A few days ago I participated in the International Design Principles and Practices Conference, organized by Common Ground (Australia) and held at Imperial College London. In contrast to other academic juggernauts I've attended, this one was pleasingly small and intimate, with an international mix of people from different backgrounds including interior design, engineering, interaction design, design theory and quite a few people from business schools.
I particularly enjoyed two papers, both giving design a refreshing and welcome critical social science treatment: one by Guy Julier from Leeds Met and one by Monika Buscher from Lancaster University. Guy's paper drew on practice theory (such as Harvey Molotch's Where Stuff Comes From) to explore end user motivations enacted through their practices - a perspective which does not often appear in design research or education, as far as I know.
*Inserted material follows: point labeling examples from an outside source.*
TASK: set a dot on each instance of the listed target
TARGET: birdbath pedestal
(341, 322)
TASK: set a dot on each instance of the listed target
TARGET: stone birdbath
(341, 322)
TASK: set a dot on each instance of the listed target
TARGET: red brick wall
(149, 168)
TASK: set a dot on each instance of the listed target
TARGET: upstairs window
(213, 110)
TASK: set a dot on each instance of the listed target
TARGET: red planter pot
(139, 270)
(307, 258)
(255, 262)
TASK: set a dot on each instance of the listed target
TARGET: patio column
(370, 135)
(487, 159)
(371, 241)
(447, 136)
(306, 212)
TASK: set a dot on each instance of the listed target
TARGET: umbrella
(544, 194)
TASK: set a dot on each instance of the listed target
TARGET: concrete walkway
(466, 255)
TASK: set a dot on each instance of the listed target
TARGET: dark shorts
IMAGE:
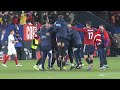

Monika described some work from a larger (100 person) interdisciplinary research project in palpable computing in which she is undertaking ethnographic field studies of how landscape architects work. Informed by Science and Technology Studies, Monika's work is drawing attention to how "the design is negotiated with all the human and non-human agencies" (my notes) in the way these architects go about their work.
Both of these contributions for me raise questions about the intentions of designers, the design process and how it should and can be undertaken and managed. Both provide ways to move away from the historical preoccupation with objects and to pay closer critical attention to the ways people engage with objects and the contexts in which they do so.
The keynote by Ken Friedman, whose teaching and research bridges design (at Denmark's Design School), management (at the Norwegian School of Management) and the arts (artist and founder of Fluxus), shared the fruits of his interdisciplinarity. His articulation of ten challenges for designers was also a statement of the challenges facing entrepreneurs and people in organizations whether in the non-profit, or for profit sectors, given contemporary questions such as climate change, AIDS and poverty.